Source lines of code



         


Source lines of code (SLOC) is a software metric used to measure the amount of code in a software program. SLOC is typically used to estimate the amount of effort that will be required to develop a program, as well as to estimate productivity or effort once the software is produced.

[Top]

Measuring SLOC

There are two major types of SLOC measures: physical SLOC and logical SLOC. Specific definitions of these two measures vary, but the most common definition of physical SLOC is a count of "non-blank, non-comment lines" in the text of the program's source code. Logical SLOC measures attempt to measure the number of "statements", but their specific definitions are tied to specific computer languages (one simple logical SLOC measure for C-like languages is the number of statement-terminating semicolons). It is much easier to create tools that measure physical SLOC, and physical SLOC definitions are easier to explain. However, physical SLOC measures are sensitive to logically irrelevant formatting and style conventions, while logical SLOC is less sensitive to formatting and style conventions. Unfortunately, SLOC measures are often stated without giving their definition, and logical SLOC can often be significantly different than physical SLOC.

Even the "logical" and "physical" SLOC values can have a large number of varying definitions. Robert E. Park et al. developed a framework for defining SLOC values, to enable people to carefully explain and define the SLOC measure used in a project. For example, most software systems reuse code, and determining which (if any) reused code to include is important when reporting a measure.

[Top]

Usage of SLOC measures

SLOC measures are somewhat controversial, particularly in the way that they are sometimes misused. Experiments have repeatedly confirmed that effort is highly correlated with SLOC, that is, programs with larger SLOC values take more time to develop. Thus, SLOC can be very effective in estimating effort. However, functionality is less well correlated with SLOC: skilled developers may be able to develop the same functionality with far less code, so one program with less SLOC may exhibit more functionality than another similar program. In particular, SLOC is a poor productivity measure of individuals, since a developer can develop only a few lines and yet be far more productive than a developer creating lines of code for the sake of creating a larger number. Good developers may merge code modules into single module, improving the system yet appearing to have negative productivity because they remove code, and skilled developers tend to be assigned the most difficult tasks (that is why they are paid the big bucks).
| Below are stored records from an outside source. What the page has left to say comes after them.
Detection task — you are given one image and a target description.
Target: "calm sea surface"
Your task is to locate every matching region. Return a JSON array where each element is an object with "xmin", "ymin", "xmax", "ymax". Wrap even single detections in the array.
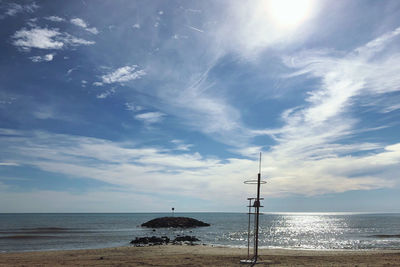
[{"xmin": 1, "ymin": 213, "xmax": 399, "ymax": 252}]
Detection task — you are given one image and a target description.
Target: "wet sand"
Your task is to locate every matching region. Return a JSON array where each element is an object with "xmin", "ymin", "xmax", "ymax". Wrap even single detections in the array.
[{"xmin": 1, "ymin": 245, "xmax": 399, "ymax": 266}]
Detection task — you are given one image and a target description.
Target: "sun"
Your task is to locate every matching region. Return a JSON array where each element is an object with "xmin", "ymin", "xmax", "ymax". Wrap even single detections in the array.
[{"xmin": 266, "ymin": 0, "xmax": 315, "ymax": 29}]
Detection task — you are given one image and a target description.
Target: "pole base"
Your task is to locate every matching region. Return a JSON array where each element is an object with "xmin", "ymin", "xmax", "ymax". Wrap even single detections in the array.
[
  {"xmin": 240, "ymin": 259, "xmax": 256, "ymax": 265},
  {"xmin": 240, "ymin": 258, "xmax": 273, "ymax": 265}
]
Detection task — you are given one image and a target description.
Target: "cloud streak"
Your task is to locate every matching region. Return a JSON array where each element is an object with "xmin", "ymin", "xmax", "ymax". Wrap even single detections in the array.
[
  {"xmin": 96, "ymin": 88, "xmax": 116, "ymax": 99},
  {"xmin": 12, "ymin": 27, "xmax": 95, "ymax": 51},
  {"xmin": 1, "ymin": 2, "xmax": 39, "ymax": 19},
  {"xmin": 29, "ymin": 53, "xmax": 54, "ymax": 62},
  {"xmin": 70, "ymin": 18, "xmax": 99, "ymax": 34},
  {"xmin": 96, "ymin": 65, "xmax": 146, "ymax": 86},
  {"xmin": 44, "ymin": 16, "xmax": 64, "ymax": 22},
  {"xmin": 134, "ymin": 112, "xmax": 165, "ymax": 124},
  {"xmin": 250, "ymin": 26, "xmax": 400, "ymax": 197},
  {"xmin": 0, "ymin": 129, "xmax": 398, "ymax": 204}
]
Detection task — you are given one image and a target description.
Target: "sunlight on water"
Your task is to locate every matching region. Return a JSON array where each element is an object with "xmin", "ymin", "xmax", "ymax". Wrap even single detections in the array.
[{"xmin": 258, "ymin": 215, "xmax": 348, "ymax": 249}]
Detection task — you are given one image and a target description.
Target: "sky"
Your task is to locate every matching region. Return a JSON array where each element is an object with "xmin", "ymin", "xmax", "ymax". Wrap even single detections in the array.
[{"xmin": 1, "ymin": 0, "xmax": 400, "ymax": 213}]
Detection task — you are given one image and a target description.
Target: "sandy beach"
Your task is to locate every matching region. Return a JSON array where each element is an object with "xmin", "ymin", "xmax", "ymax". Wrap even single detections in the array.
[{"xmin": 1, "ymin": 245, "xmax": 399, "ymax": 266}]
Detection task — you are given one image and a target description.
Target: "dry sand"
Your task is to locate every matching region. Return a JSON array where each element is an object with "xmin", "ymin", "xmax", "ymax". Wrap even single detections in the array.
[{"xmin": 1, "ymin": 245, "xmax": 399, "ymax": 266}]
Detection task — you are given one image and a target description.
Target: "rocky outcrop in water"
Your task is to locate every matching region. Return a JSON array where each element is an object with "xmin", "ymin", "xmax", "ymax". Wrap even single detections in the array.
[{"xmin": 141, "ymin": 217, "xmax": 210, "ymax": 228}]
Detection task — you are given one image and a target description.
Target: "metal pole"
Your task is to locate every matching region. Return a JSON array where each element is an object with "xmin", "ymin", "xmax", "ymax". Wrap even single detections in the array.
[
  {"xmin": 254, "ymin": 172, "xmax": 261, "ymax": 261},
  {"xmin": 254, "ymin": 152, "xmax": 262, "ymax": 262},
  {"xmin": 247, "ymin": 199, "xmax": 252, "ymax": 259}
]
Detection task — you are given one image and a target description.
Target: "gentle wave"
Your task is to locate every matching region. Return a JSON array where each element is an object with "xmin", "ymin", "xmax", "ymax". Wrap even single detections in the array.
[{"xmin": 0, "ymin": 235, "xmax": 66, "ymax": 240}]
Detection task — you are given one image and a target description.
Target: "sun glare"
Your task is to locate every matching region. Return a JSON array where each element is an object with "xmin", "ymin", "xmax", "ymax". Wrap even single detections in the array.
[{"xmin": 266, "ymin": 0, "xmax": 315, "ymax": 29}]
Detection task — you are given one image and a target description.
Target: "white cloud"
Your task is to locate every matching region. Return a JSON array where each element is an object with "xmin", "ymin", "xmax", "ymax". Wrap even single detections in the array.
[
  {"xmin": 96, "ymin": 88, "xmax": 116, "ymax": 99},
  {"xmin": 132, "ymin": 23, "xmax": 140, "ymax": 29},
  {"xmin": 249, "ymin": 27, "xmax": 400, "ymax": 197},
  {"xmin": 134, "ymin": 112, "xmax": 165, "ymax": 124},
  {"xmin": 70, "ymin": 18, "xmax": 87, "ymax": 28},
  {"xmin": 0, "ymin": 128, "xmax": 23, "ymax": 136},
  {"xmin": 0, "ymin": 130, "xmax": 398, "ymax": 205},
  {"xmin": 13, "ymin": 27, "xmax": 64, "ymax": 50},
  {"xmin": 100, "ymin": 65, "xmax": 146, "ymax": 84},
  {"xmin": 166, "ymin": 66, "xmax": 246, "ymax": 144},
  {"xmin": 66, "ymin": 67, "xmax": 77, "ymax": 76},
  {"xmin": 70, "ymin": 18, "xmax": 99, "ymax": 34},
  {"xmin": 0, "ymin": 94, "xmax": 16, "ymax": 105},
  {"xmin": 29, "ymin": 53, "xmax": 54, "ymax": 62},
  {"xmin": 171, "ymin": 139, "xmax": 193, "ymax": 151},
  {"xmin": 12, "ymin": 27, "xmax": 95, "ymax": 51},
  {"xmin": 44, "ymin": 16, "xmax": 64, "ymax": 22},
  {"xmin": 0, "ymin": 162, "xmax": 19, "ymax": 166},
  {"xmin": 86, "ymin": 27, "xmax": 99, "ymax": 35},
  {"xmin": 63, "ymin": 33, "xmax": 95, "ymax": 46},
  {"xmin": 281, "ymin": 27, "xmax": 400, "ymax": 126},
  {"xmin": 382, "ymin": 103, "xmax": 400, "ymax": 113},
  {"xmin": 93, "ymin": 81, "xmax": 103, "ymax": 86},
  {"xmin": 33, "ymin": 106, "xmax": 56, "ymax": 120},
  {"xmin": 1, "ymin": 2, "xmax": 39, "ymax": 18},
  {"xmin": 125, "ymin": 102, "xmax": 143, "ymax": 112}
]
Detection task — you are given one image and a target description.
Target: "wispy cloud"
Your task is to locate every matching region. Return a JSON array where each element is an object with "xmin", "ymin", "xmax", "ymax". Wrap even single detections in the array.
[
  {"xmin": 134, "ymin": 112, "xmax": 165, "ymax": 124},
  {"xmin": 159, "ymin": 64, "xmax": 248, "ymax": 147},
  {"xmin": 13, "ymin": 27, "xmax": 63, "ymax": 50},
  {"xmin": 125, "ymin": 102, "xmax": 143, "ymax": 112},
  {"xmin": 171, "ymin": 139, "xmax": 193, "ymax": 151},
  {"xmin": 96, "ymin": 88, "xmax": 116, "ymax": 99},
  {"xmin": 12, "ymin": 27, "xmax": 95, "ymax": 51},
  {"xmin": 250, "ymin": 26, "xmax": 400, "ymax": 196},
  {"xmin": 29, "ymin": 53, "xmax": 55, "ymax": 62},
  {"xmin": 0, "ymin": 130, "xmax": 398, "ymax": 204},
  {"xmin": 97, "ymin": 65, "xmax": 146, "ymax": 85},
  {"xmin": 70, "ymin": 18, "xmax": 99, "ymax": 34},
  {"xmin": 44, "ymin": 16, "xmax": 65, "ymax": 22},
  {"xmin": 1, "ymin": 2, "xmax": 39, "ymax": 19},
  {"xmin": 0, "ymin": 162, "xmax": 19, "ymax": 166},
  {"xmin": 382, "ymin": 103, "xmax": 400, "ymax": 113}
]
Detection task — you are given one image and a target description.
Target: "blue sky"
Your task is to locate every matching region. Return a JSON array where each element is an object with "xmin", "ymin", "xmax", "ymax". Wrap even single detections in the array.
[{"xmin": 1, "ymin": 0, "xmax": 400, "ymax": 212}]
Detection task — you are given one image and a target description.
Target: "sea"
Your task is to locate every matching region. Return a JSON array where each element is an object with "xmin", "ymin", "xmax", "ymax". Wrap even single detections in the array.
[{"xmin": 1, "ymin": 213, "xmax": 400, "ymax": 252}]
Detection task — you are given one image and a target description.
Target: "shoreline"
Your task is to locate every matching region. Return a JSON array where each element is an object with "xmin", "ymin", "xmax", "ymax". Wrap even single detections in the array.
[
  {"xmin": 1, "ymin": 245, "xmax": 399, "ymax": 266},
  {"xmin": 2, "ymin": 243, "xmax": 400, "ymax": 254}
]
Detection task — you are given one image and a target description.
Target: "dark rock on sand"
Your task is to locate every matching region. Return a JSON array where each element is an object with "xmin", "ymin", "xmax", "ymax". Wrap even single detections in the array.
[
  {"xmin": 130, "ymin": 235, "xmax": 199, "ymax": 246},
  {"xmin": 173, "ymin": 236, "xmax": 200, "ymax": 242},
  {"xmin": 130, "ymin": 236, "xmax": 170, "ymax": 246},
  {"xmin": 141, "ymin": 217, "xmax": 210, "ymax": 228}
]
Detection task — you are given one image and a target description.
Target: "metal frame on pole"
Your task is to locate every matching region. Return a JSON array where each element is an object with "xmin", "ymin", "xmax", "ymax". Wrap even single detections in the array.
[{"xmin": 241, "ymin": 153, "xmax": 266, "ymax": 266}]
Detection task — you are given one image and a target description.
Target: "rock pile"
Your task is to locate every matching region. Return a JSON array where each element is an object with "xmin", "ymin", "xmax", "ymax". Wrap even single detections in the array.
[
  {"xmin": 130, "ymin": 235, "xmax": 200, "ymax": 246},
  {"xmin": 130, "ymin": 236, "xmax": 170, "ymax": 246}
]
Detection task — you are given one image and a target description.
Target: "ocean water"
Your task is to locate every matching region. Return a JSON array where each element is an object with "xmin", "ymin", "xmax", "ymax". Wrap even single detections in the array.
[{"xmin": 0, "ymin": 213, "xmax": 399, "ymax": 252}]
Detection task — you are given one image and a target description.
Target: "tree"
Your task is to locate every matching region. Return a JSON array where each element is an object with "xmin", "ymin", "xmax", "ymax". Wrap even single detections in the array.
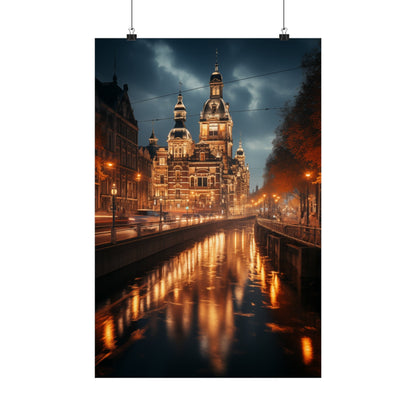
[
  {"xmin": 262, "ymin": 49, "xmax": 321, "ymax": 223},
  {"xmin": 285, "ymin": 51, "xmax": 321, "ymax": 171}
]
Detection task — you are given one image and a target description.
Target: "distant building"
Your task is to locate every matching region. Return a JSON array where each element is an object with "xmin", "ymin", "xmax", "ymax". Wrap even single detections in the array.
[
  {"xmin": 148, "ymin": 61, "xmax": 249, "ymax": 214},
  {"xmin": 95, "ymin": 75, "xmax": 151, "ymax": 214}
]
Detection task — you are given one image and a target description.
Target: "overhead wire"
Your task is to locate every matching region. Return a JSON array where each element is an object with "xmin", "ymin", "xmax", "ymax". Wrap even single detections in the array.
[
  {"xmin": 130, "ymin": 65, "xmax": 303, "ymax": 105},
  {"xmin": 137, "ymin": 106, "xmax": 286, "ymax": 123}
]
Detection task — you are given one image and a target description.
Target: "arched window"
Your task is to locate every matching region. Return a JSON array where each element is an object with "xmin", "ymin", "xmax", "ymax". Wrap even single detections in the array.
[
  {"xmin": 160, "ymin": 174, "xmax": 164, "ymax": 184},
  {"xmin": 190, "ymin": 177, "xmax": 194, "ymax": 187}
]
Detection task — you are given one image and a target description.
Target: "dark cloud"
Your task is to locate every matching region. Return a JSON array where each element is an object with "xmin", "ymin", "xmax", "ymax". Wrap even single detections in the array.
[{"xmin": 95, "ymin": 38, "xmax": 321, "ymax": 191}]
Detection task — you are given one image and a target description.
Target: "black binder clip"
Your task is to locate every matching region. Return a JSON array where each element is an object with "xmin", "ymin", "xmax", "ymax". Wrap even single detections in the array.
[
  {"xmin": 127, "ymin": 28, "xmax": 137, "ymax": 41},
  {"xmin": 279, "ymin": 27, "xmax": 289, "ymax": 41}
]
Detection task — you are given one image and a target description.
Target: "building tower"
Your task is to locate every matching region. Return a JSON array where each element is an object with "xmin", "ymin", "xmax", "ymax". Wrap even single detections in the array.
[
  {"xmin": 167, "ymin": 92, "xmax": 194, "ymax": 158},
  {"xmin": 199, "ymin": 54, "xmax": 233, "ymax": 170},
  {"xmin": 235, "ymin": 140, "xmax": 246, "ymax": 166}
]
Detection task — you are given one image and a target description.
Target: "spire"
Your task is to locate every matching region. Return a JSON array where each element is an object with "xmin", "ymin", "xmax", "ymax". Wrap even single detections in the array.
[
  {"xmin": 173, "ymin": 93, "xmax": 187, "ymax": 127},
  {"xmin": 209, "ymin": 49, "xmax": 223, "ymax": 97},
  {"xmin": 236, "ymin": 135, "xmax": 245, "ymax": 160},
  {"xmin": 149, "ymin": 125, "xmax": 158, "ymax": 146},
  {"xmin": 179, "ymin": 81, "xmax": 182, "ymax": 95}
]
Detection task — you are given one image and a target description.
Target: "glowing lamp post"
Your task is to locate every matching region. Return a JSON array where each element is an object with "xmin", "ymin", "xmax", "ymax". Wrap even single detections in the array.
[
  {"xmin": 305, "ymin": 172, "xmax": 311, "ymax": 226},
  {"xmin": 111, "ymin": 183, "xmax": 117, "ymax": 244},
  {"xmin": 159, "ymin": 197, "xmax": 163, "ymax": 232}
]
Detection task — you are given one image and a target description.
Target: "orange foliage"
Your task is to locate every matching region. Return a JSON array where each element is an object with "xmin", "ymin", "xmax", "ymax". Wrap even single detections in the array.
[{"xmin": 263, "ymin": 49, "xmax": 321, "ymax": 196}]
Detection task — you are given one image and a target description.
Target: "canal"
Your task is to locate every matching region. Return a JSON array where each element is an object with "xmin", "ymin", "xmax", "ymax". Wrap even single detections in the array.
[{"xmin": 95, "ymin": 223, "xmax": 321, "ymax": 377}]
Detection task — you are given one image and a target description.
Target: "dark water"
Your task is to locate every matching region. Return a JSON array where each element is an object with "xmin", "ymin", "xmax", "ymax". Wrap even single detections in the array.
[{"xmin": 95, "ymin": 224, "xmax": 321, "ymax": 377}]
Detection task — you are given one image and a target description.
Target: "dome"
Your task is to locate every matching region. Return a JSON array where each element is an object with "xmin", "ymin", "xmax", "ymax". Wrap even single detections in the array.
[
  {"xmin": 168, "ymin": 127, "xmax": 192, "ymax": 140},
  {"xmin": 236, "ymin": 140, "xmax": 245, "ymax": 158},
  {"xmin": 210, "ymin": 70, "xmax": 223, "ymax": 83},
  {"xmin": 200, "ymin": 97, "xmax": 230, "ymax": 120},
  {"xmin": 168, "ymin": 93, "xmax": 192, "ymax": 141}
]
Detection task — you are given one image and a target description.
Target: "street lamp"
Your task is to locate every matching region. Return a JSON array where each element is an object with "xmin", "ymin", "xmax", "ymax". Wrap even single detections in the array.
[
  {"xmin": 135, "ymin": 173, "xmax": 142, "ymax": 208},
  {"xmin": 191, "ymin": 191, "xmax": 196, "ymax": 213},
  {"xmin": 159, "ymin": 197, "xmax": 163, "ymax": 231},
  {"xmin": 305, "ymin": 172, "xmax": 311, "ymax": 226},
  {"xmin": 111, "ymin": 183, "xmax": 117, "ymax": 244}
]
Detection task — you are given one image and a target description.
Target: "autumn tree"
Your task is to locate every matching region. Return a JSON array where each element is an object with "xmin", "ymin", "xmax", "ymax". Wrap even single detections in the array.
[
  {"xmin": 262, "ymin": 49, "xmax": 321, "ymax": 224},
  {"xmin": 285, "ymin": 51, "xmax": 321, "ymax": 172}
]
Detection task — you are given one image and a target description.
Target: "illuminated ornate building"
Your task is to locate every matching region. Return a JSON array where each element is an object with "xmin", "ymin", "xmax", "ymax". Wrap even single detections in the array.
[
  {"xmin": 148, "ymin": 60, "xmax": 250, "ymax": 214},
  {"xmin": 95, "ymin": 75, "xmax": 151, "ymax": 214}
]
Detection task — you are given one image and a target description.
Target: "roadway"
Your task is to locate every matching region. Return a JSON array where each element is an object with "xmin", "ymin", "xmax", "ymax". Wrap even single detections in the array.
[{"xmin": 95, "ymin": 217, "xmax": 222, "ymax": 246}]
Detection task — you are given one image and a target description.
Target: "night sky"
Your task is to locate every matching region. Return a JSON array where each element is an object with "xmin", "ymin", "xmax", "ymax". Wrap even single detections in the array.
[{"xmin": 95, "ymin": 38, "xmax": 321, "ymax": 191}]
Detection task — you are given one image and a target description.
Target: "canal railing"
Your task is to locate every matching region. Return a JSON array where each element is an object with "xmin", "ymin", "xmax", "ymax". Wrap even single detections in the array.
[
  {"xmin": 257, "ymin": 218, "xmax": 321, "ymax": 248},
  {"xmin": 96, "ymin": 215, "xmax": 254, "ymax": 246}
]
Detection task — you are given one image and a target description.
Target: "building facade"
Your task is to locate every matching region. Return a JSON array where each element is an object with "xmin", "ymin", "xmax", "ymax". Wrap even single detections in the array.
[
  {"xmin": 147, "ymin": 62, "xmax": 250, "ymax": 215},
  {"xmin": 95, "ymin": 75, "xmax": 151, "ymax": 215}
]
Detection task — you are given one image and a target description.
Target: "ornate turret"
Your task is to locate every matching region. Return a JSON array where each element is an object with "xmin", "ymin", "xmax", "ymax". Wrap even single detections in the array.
[
  {"xmin": 236, "ymin": 140, "xmax": 246, "ymax": 165},
  {"xmin": 199, "ymin": 51, "xmax": 233, "ymax": 169},
  {"xmin": 168, "ymin": 93, "xmax": 192, "ymax": 140},
  {"xmin": 149, "ymin": 129, "xmax": 158, "ymax": 146},
  {"xmin": 200, "ymin": 53, "xmax": 231, "ymax": 121},
  {"xmin": 168, "ymin": 93, "xmax": 193, "ymax": 158},
  {"xmin": 209, "ymin": 49, "xmax": 223, "ymax": 98},
  {"xmin": 173, "ymin": 93, "xmax": 187, "ymax": 125}
]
There are several cost, schedule, and effort estimation models which use SLOC as an input parameter, including the widely-used COnstructive COst MOdel (COCOMO) series of models by Barry Boehm et al. While these models have shown good predictive power, they are only as good as the estimates (particularly the SLOC estimates) fed to them. Many have advocated the use of function points instead of SLOC as a measure of functionality, but since function points are highly correlated to SLOC (and cannot be automatically measured) this is not a universally held view.

According to Gary McGraw, the SLOC values for various versions of Microsoft's Windows operating system are as follows (estimating from his graph; he does not specify if these are physical or logical measures or a mixture):


Year Operating System SLOC (Million)
1990 Windows 3.1 3
1995 Windows NT 4
1997 Windows 95 15
1998 Windows NT 4.0 16
1999 Windows 98 18
2000 Windows NT 5.0 20
2001 Windows 2000 35
2002 Windows XP 40


David A. Wheeler studied the Red Hat distribution of the GNU/Linux operating system, and reported that Red Hat Linux version 7.1 (released April 2001) contained over 30 million physical SLOC. He also determined that, had it been developed by conventional proprietary means, it would have required about 8,000 person-years of development effort and would have cost over $1 billion dollars (in year 2000 U.S. dollars). A similar study was later made of Debian GNU/Linux version 2.2 (also known as "Potato"); this version of GNU/Linux was originally released in August 2000. This study found that Debian GNU/Linux 2.2 included over 55,000,000 SLOC, and if developed in a conventional proprietary way would have required 14,005 person-years and cost $1.9 billion USD to develop.

[Top]

SLOC and relation to security faults

"The central enemy of reliability is complexity" Greer et al.

A number of experts have claimed a relationship between the number of lines of code in a program and the number of bugs that it contains. This relationship is not simple since the number of errors per line of code varies greatly according to the language used, the the type of quality assurance processes and level of testing, but it does appear to exist. More importantly, the number of bugs in a program has been directly related to the number of security faults that are likely to be found in the program.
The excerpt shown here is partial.